2015 PharmD graduate Bryan Kirschner was working at the Mercy Health Anderson location as a pharmacy intern, but says he wanted to do more with the IT side, so when an opening came up on the Willow team he moved into the position.

"It's a rare overlap for someone who really enjoys the technical side coupled with the pharmacy clinical piece," Kirschner says, adding that his role is still geared toward direct patient care but on a much broader scale.

The impact the team has, Dehner says, also carries over to the prescriber, who needs to be able to pull up medications and dosages with ease.
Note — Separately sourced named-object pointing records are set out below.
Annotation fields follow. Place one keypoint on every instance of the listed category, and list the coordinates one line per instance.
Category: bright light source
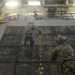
(34, 3)
(12, 4)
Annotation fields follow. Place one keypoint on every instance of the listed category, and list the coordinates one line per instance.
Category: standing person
(30, 31)
(63, 52)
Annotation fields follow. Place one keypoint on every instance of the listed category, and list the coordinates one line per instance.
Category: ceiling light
(34, 3)
(11, 4)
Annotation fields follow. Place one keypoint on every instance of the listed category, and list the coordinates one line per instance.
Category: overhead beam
(53, 5)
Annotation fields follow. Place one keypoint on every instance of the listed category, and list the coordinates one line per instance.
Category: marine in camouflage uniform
(30, 34)
(64, 54)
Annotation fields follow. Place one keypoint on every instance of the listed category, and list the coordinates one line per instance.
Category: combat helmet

"We're making it easier for the end user to be able to do what they need to do," adds Kirschner.

As the team leader since its inception, Dehner says the UC graduates who come in to the department have a very good clinical base and are very technologically savvy. "They have to know how a hospital works and functions and how things are dispensed, and they have to rely on their pharmacy training just like a retail pharmacist would."  

Mercy Health has a long history of practice partnerships with the Winkle College of Pharmacy and currently offers an internship in pharmacy IT for fourth-year PharmD candidates.

Mashni often guest lectures on U.S. Health Care and Pharmacy IT at the college and says there may soon be a rotation offered specific to pharmacy IT.

"Mercy's partnership with the Winkle College of Pharmacy has been integral to the development of our outstanding pharmacy team, in our hospitals and ambulatory clinics, in the development of a clinical research arm and in the successes of our CarePATH Willow team," says Mashni. "We are happy to continue a strong partnership with UC and look forward to new opportunities in years to come."